Therapeutic options for children with de novo or secondary myelodysplastic syndromes (MDSs) are limited. We report the outcome of eight pediatric patients (median age 12 years, range 3 to 19 years) with myelodysplasia who underwent allogeneic bone marrow transplantation between 1984 and 1987. Two of the eight children had developed secondary myelodysplasia after alkylating agent-based combination chemotherapy. Five patients had clonal chromosomal abnormalities, including four patients with monosomy 7. Seven of eight patients engrafted. Two of these seven subsequently died of complications of acute or chronic graft-v-host disease (GVHD), and a third patient died at 21 months of pulmonary fibrosis. None of the patients have had recurrence of disease. The four surviving patients remain in complete remission at a median follow-up of 19 months (range 10 to 44 months).

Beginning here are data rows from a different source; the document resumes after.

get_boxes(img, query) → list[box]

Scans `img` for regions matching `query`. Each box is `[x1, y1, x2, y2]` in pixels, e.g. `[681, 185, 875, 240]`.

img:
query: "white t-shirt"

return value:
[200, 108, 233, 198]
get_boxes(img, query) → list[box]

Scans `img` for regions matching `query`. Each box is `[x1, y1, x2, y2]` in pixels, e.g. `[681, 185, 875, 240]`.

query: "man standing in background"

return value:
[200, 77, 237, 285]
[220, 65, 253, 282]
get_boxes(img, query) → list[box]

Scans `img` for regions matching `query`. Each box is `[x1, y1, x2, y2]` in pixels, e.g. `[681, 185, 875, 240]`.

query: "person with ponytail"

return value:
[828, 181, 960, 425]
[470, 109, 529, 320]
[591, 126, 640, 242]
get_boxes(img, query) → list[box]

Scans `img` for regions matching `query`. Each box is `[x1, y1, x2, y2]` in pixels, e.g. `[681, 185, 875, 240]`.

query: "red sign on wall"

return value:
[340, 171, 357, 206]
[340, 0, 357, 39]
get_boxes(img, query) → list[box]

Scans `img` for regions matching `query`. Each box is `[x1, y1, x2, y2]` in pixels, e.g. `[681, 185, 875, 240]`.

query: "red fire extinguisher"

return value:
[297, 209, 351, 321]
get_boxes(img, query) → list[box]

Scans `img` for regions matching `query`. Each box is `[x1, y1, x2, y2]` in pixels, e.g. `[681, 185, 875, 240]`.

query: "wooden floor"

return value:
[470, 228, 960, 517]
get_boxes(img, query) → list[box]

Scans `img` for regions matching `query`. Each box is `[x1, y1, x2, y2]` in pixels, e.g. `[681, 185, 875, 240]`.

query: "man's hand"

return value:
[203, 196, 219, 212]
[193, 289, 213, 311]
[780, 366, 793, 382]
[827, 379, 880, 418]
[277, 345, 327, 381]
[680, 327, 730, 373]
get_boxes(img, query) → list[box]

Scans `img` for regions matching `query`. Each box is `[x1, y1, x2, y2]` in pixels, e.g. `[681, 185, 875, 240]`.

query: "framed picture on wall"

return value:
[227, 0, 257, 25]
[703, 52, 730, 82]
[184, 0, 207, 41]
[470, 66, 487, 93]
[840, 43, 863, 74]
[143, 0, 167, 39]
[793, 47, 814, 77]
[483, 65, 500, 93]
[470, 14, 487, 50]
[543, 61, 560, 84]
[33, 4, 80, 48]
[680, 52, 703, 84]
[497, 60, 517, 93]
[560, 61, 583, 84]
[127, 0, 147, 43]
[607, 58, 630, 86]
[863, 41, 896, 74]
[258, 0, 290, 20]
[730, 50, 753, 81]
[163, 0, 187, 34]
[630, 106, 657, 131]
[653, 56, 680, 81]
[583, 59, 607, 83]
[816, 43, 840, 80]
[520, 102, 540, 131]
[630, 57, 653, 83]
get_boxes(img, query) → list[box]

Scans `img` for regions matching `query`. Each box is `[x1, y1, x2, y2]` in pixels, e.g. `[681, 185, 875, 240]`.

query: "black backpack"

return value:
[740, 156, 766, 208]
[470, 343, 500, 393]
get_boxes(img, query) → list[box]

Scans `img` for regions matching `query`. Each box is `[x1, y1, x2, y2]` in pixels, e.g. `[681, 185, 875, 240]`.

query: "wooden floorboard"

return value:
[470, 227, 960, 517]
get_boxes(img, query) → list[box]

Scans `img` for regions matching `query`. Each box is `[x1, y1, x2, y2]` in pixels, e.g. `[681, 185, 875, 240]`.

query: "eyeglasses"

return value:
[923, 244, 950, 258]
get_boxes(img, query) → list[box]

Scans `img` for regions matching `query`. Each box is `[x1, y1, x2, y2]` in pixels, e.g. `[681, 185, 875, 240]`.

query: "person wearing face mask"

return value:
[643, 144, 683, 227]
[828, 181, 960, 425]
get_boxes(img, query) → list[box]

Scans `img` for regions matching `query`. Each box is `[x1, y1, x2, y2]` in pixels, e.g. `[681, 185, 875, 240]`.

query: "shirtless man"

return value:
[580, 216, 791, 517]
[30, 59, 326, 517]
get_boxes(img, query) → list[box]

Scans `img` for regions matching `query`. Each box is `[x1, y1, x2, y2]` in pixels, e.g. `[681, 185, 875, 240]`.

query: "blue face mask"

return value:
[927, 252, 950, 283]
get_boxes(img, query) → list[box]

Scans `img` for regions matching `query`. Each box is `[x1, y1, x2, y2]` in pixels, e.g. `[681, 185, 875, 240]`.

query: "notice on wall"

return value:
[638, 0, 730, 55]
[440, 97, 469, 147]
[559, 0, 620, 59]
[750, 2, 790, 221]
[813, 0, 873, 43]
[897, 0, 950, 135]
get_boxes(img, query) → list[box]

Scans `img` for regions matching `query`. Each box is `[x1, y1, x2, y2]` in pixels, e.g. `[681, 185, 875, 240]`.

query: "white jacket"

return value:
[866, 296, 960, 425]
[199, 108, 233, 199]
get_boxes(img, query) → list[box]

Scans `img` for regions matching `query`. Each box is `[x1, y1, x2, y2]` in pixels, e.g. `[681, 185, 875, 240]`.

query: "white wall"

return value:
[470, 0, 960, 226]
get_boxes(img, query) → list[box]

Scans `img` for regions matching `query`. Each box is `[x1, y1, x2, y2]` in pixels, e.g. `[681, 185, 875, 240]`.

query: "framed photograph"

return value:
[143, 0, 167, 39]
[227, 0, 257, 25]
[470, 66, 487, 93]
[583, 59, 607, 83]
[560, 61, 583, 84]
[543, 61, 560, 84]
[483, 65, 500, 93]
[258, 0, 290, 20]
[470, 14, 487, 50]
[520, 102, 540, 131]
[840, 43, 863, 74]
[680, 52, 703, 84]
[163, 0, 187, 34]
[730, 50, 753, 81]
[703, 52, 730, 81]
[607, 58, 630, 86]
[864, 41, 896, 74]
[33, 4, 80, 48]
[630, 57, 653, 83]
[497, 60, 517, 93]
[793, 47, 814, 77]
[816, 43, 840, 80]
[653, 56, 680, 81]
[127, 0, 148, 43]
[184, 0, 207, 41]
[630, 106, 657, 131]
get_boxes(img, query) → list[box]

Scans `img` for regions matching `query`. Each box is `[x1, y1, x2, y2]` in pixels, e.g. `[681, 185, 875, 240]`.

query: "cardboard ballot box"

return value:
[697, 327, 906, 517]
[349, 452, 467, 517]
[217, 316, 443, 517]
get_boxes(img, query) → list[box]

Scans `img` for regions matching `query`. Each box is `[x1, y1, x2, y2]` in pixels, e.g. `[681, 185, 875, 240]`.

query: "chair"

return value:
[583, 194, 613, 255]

初发或继发性骨髓增生异常综合征(MDS)患儿的治疗选择有限。我们报告了1984年至1987年间接受异基因骨髓移植的8例骨髓发育异常儿科患者(中位年龄12岁,范围3至19岁)的治疗结果。8名儿童中有2名在基于烷化剂的联合化疗后发生继发性骨髓发育异常。5例患者存在克隆性染色体异常,其中4例为7号染色体单体。8例患者中有7例植入成功。这7例中的2例随后死于急性或慢性移植物抗宿主病(GVHD)并发症,第3例患者在21个月时死于肺纤维化。所有患者均无疾病复发。4名存活患者在中位随访19个月(范围10至44个月)时仍处于完全缓解状态。